Reading time ( words)
Physicists from Uzbekistan and Germany have devised a theoretical model to tune the conductivity of graphene zigzag nanoribbons using ultra-short pulses.
Physicists have, for the first time, explored in detail the time evolution of the conductivity, as well as other quantum-level electron transport characteristics, of a graphene device subjected to periodic ultra-short pulses. To date, the majority of graphene studies have considered the dependency of transport properties on the characteristics of the external pulses, such as field strength, period or frequency. The new findings have now been published by Doniyor Babajanov from the Turin Polytechnic University in Tashkent, Uzbekistan, and colleagues. These results may help to develop graphene-based electronic devices that only become conductors when an external ultra-short pulse is applied, and are otherwise insulators.
The authors' focus is on the transport in graphene nanoribbons driven by laser pulses, which were chosen for their ability to apply periodic kicks to the system. Babajanov and colleagues relied on driven quantum systems and quantum chaos theories to study transport characteristics within the nanoribbon.

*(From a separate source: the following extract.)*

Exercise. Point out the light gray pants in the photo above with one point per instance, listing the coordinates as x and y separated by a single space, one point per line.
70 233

For a single kicking period, they obtained the exact solution of a mathematical equation, called the time-dependent Dirac equation. Then, by iterating this solution they were able to numerically and precisely compute the arbitrary characteristics of time-dependent quantum transport of electrons within the material.
They found that applying external driving force leads to enhancement of electronic transitions within what are referred to as valence and conduction bands. This study thus demonstrates that such transitions allow a dramatic increase in conductivity within a short time, making it possible to tune the electronic properties using short external pulses.
The next stage could be extending the test to the case of a time-dependent magnetic field, to strain-induced pseudo-magnetic fields, or to external monochromatic fields. Ultimately, this could lead to useful applications such as ultrafast electronic switches.